Esta teoría sugiere que el espacio puede tratarse como una fina red tejida con un número finitos de lazos o bucles cuantizados que se denomina red de espín (spin network, SN). Si incorporamos el tiempo a estas redes entonces tendremos una espuma de espín (spin foam). En otras palabras, LQG plantea que a escalas muy pequeñas (a distancia de Planck), el espacio-tiempo está formado por una red de lazos entretejidos en una especie de espuma. Defiende que el espacio no es suave y continuo sino que consta de trozos indivisibles de 10-35 metros de diámetro que constituyen una suerte de " átomos" de espacio-tiempo. Estos "átomos" del espacio-tiempo forman una malla densa en cambio incesante que, en condiciones normales, nunca apreciaremos: el espaciado dentro de la malla es tan pequeño que nos parece ser un continuo. La LQG define el espacio-tiempo como una red de enlaces abstractos que conecta estos volúmenes de espacio, como si fueran los nodos enlazados de un grafo. Las secuencias de enlaces o aristas conforman lazos, los cuales constituyen los bucles de la LQG.[2]

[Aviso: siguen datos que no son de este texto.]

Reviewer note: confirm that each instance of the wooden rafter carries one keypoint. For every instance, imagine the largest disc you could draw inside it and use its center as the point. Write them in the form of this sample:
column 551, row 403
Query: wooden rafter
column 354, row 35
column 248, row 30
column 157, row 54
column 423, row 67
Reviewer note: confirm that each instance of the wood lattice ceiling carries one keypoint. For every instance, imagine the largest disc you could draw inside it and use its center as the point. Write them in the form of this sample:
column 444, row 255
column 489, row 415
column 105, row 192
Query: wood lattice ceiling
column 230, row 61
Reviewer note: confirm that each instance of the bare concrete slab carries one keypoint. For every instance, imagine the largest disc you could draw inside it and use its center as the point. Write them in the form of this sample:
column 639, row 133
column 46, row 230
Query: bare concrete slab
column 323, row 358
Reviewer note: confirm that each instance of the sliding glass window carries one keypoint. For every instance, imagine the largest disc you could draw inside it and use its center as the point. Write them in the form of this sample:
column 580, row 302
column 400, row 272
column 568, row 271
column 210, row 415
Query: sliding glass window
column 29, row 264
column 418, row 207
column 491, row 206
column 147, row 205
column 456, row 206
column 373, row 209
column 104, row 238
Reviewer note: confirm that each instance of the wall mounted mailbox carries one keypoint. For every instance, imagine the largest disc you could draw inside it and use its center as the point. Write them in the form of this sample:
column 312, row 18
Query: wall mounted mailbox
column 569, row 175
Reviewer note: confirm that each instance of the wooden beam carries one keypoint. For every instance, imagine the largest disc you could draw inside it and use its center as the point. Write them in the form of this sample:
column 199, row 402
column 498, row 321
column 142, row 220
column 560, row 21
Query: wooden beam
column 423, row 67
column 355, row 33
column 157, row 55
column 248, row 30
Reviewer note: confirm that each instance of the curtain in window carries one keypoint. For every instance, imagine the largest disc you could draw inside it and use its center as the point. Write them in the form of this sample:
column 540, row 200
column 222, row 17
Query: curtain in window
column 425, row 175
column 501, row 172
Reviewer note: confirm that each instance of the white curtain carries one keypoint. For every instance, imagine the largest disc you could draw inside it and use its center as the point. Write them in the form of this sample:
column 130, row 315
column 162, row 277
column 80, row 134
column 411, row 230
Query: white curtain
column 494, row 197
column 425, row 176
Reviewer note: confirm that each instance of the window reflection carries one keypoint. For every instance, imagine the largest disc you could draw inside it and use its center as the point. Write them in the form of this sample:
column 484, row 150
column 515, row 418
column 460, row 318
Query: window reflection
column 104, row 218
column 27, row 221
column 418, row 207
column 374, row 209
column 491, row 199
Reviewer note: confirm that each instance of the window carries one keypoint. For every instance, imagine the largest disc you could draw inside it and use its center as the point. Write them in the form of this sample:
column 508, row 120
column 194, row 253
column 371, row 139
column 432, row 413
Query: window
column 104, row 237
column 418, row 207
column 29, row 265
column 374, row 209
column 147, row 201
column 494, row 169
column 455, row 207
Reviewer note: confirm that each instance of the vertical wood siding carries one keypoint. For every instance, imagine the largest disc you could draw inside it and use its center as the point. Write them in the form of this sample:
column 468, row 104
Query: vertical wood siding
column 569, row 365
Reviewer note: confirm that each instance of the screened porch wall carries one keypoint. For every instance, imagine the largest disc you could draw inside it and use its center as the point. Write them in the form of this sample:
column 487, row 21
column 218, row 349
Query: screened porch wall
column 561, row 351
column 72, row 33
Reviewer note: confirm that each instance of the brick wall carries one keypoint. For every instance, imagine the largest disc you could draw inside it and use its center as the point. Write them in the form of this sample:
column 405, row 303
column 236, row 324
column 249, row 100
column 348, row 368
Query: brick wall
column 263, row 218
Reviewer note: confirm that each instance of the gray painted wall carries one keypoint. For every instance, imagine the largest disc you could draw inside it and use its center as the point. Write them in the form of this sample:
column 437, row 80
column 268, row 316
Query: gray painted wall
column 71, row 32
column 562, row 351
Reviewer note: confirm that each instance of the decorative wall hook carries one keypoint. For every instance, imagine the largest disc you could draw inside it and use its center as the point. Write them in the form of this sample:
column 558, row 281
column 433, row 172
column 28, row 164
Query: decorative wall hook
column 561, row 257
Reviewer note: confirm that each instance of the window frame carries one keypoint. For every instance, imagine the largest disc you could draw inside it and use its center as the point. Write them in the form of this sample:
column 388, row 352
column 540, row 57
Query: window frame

Aunque es una teoría aún por terminar y no se sabe aún si es correcta (se desconoce incluso su dinámica), ya ha cosechado algunos éxitos. Versiones simplificadas de esta teoría han permitido incluso explorar el estado previo al Big Bang, contándonos qué hubo “antes”[ cita requerida]. LQG es el resultado del esfuerzo por formular una teoría cuántica substrato-independiente. La teoría topológica de campos cuánticos proporcionó un ejemplo, pero sin grados de libertad locales, y solamente finitos grados de libertad globales. Esto es inadecuado para describir la gravedad, que incluso en el vacío tiene grados de libertad locales, según la relatividad general.

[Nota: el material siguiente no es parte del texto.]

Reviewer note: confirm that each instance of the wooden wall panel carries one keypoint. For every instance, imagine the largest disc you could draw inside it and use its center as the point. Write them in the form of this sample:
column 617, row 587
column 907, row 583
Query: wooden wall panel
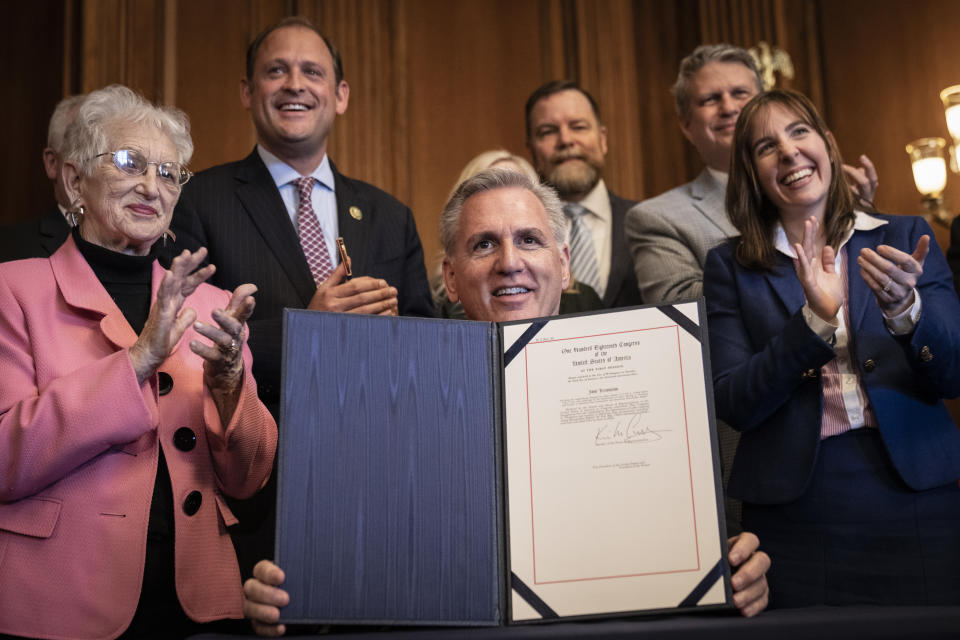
column 209, row 67
column 472, row 66
column 32, row 43
column 884, row 64
column 371, row 141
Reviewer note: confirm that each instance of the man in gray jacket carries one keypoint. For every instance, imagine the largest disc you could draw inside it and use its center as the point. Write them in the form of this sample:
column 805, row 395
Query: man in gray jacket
column 669, row 235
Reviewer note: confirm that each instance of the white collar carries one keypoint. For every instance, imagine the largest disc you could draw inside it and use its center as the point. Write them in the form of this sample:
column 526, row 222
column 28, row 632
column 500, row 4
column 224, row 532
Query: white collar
column 283, row 174
column 861, row 222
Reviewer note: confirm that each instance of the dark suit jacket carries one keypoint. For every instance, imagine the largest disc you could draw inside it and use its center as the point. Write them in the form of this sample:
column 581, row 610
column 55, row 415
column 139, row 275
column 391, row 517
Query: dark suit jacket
column 622, row 289
column 953, row 253
column 34, row 238
column 760, row 347
column 235, row 210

Representación gráfica del entramado de bucles que definen el espacio-tiempo según la LQC

Éxitos de la LQG

Los éxitos principales de la LQG son:

  • Implica una cuantización no perturbativa de la geometría del espacio 3D, con operadores cuantizados de área y de volumen.
  • La LQG puede librarse de los infinitos y de las singularidades presentes en la relatividad general cuando se aplica al Big Bang. Según esta teoría, las propias unidades de espacio sufren un análogo del principio de exclusión de Pauli y no pueden ocupar el mismo estado cuántico (el mismo punto de espacio). Por tanto, existe un límite de compresión que no se puede cruzar y las singularidades simplemente no se dan nunca. Esto significa que siempre se puede predecir la evolución de un sistema de este tipo. Mientras que las herramientas estándares de la física colapsan, la LQG ha proporcionado modelos internamente consistentes de un Big Bounce en el tiempo que precedió al Big Bang. Cuando se importan las técnicas de la LQG a la cosmología se encuentra que la singularidad inicial del universo, el punto inicial del Big Bang, no es un punto especial.
  • Permite el cálculo de la entropía de agujeros negros plausibles en astrofísica. La ley de Bekenstein-Hawking indica que la entropía de un agujero negro es A/4, pero para encontrar el coeficiente 1/4 hay que fijar un parámetro libre de la teoría para acomodar este valor, y esto parece demasiado ad hoc. No obstante, los últimos resultados indican actualmente que no hay que fijar dicho parámetro para encontrar la proporcionalidad correcta entre entropía y área en un agujero negro.
  • Representa una prueba de facto de que no es necesario tener una teoría de Todo para tener un candidato razonable para una teoría cuántica de la gravedad.